MACHERIO,UNA SERATA COL DUTUR


Sabato 5 novembre presso la sala mostre di Curt del Cagnat si è tenuta la presentazione del libro del dott. Roberto Redaelli “Sciur Ductur”, il sesto edito dal nostro giornale.

Medico, ciclista e anche scrittore, chissà se al dott. Redaelli è nota una vecchia polemica ottocentesca che puntava il dito proprio contro questi “medici tuttofare”. 

Disputa talmente accesa da coinvolgere persino la penna di un intellettuale del calibro di Carlo Cattaneo, espressosi in difesa dell’amico e medico-poeta milanese Giovanni Rajberti, nell’occhio del ciclone per quella doppia definizione: “Fra medico e poeta non v’è opposizione […] Eppure il volgo è così ignaro […] che inclinerebbe piuttosto a lasciarsi martoriare dal medico idiota, che a tollerarlo studioso […]. Nella nostra società municipale […] l’opinione di bello ingegno è tuttora quasi sinonimo di testa falsa e di pratica incapacità”. La presenza nutrita e bendisposta di pubblico dovrebbe rassicurare il nostro medico-scrittore.


“Sciur dutur” è il frutto di un lavoro di ricerca durato anni e perseguito con curiosità e passione. Condotto attraverso la consultazione delle polverose carte degli archivi del comune e della parrocchia. Con quale scopo? Ce lo svela lo stesso Redaelli: “omaggiare i tanti medici che ci hanno preceduto e che hanno dovuto superare pantani non facili ed epoche segnate da epidemie frequenti e micidiali”. 


Avendo a disposizione poche armi spuntate. Alcune notissime quali salasso e sanguisughe. Altre meno come il vomitano antimonio. Il libro illustra chiaramente come sia cambiato il ruolo, anche sociale, del medico attraverso i decenni. 

Evoluzione naturalmente condizionata dalle scoperte medico-scientifiche susseguitesi nel corso dei secoli. Per capirci meglio, il dott. Redaelli, se fosse vissuto tre secoli fa, sarebbe stato né più né meno che uno stregone, dalle labili competenze scientifiche, dedito a somministrare strani intrugli di erbe e chissà cos’altro (dimenticate i farmaci chimici, non era ancora tempo). 

Sarebbe certamente stato più affidabile, per i macheriesi di allora, invocare il santo guaritore di fiducia. Non sono solo il rapporto medico-paziente e le abilità mediche a essere cambiati. Anche alcune situazioni oggi scontate  rappresentavano nell’Ottocento un problema di non facile soluzione. Andare all’ospedale (come scoprirete leggendo “Sciur dutur” gli ospedali dell’epoca poco assomigliano a quelli attuali) significava lanciarsi in un’impresa sulla quale occorreva ponderare a lungo. 

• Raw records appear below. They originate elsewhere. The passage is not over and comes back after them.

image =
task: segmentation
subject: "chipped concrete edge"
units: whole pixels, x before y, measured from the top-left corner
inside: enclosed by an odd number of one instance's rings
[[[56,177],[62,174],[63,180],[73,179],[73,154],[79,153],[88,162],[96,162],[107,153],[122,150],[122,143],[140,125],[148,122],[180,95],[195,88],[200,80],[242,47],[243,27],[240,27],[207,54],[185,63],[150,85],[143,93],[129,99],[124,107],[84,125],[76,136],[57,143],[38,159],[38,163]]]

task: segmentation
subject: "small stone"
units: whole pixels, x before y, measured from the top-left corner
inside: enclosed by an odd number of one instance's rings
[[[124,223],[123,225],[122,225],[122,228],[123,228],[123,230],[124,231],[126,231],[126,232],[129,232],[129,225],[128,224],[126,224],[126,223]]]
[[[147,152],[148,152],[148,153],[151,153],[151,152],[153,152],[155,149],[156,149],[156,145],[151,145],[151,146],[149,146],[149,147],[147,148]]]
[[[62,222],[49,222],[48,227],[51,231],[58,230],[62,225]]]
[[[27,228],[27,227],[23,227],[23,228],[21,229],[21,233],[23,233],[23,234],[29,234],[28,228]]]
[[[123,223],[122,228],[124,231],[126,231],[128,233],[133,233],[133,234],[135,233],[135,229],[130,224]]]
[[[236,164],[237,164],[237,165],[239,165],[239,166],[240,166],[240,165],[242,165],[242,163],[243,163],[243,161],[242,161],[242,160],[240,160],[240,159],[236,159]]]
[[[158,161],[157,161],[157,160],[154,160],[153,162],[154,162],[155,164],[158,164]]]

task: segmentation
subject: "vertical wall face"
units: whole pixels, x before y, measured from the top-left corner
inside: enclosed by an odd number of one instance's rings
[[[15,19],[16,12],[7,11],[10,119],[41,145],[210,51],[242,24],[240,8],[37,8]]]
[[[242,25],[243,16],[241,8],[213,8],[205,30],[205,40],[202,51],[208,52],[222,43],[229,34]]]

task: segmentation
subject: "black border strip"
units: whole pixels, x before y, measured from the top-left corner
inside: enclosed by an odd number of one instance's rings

Vuoi perché il mezzo di trasporto, asino o mulo, era poco adatto alle condizioni del paziente, vuoi perché era necessario il via libera del consiglio comunale. Un libro che pur privilegiando la storia di Macherio non rinuncia, com’è giusto, a guardare a un contesto storico-sociale più ampio. E che ha il pregio di smentire l’abusato ritornello “si stava meglio prima”. 

Ci si accorgerà, leggendolo, di quanto siamo fortunati e di quanto poco ci sia da rimpiangere di quel passato lontano. Se non altro per un aspetto con il quale i cittadini di allora, vuoi perché la prova della caducità della vita l’avevano davanti agli occhi tutti i giorni, avevano maggiore familiarità, ovvero l’accettazione della morte. 

L’idea che a un inizio dovesse corrispondere una fine. Non un insegnamento scontato in un’epoca come la nostra che chiede alla medicina di morire immortali. Montaigne, ragionando sulla morte, vedeva dell’altro: “la meditazione della morte è meditazione della libertà, perché chi ha appreso a morire ha disimparato a servire”. Che i vecchi macheriesi fossero meno in salute ma più liberi di noi?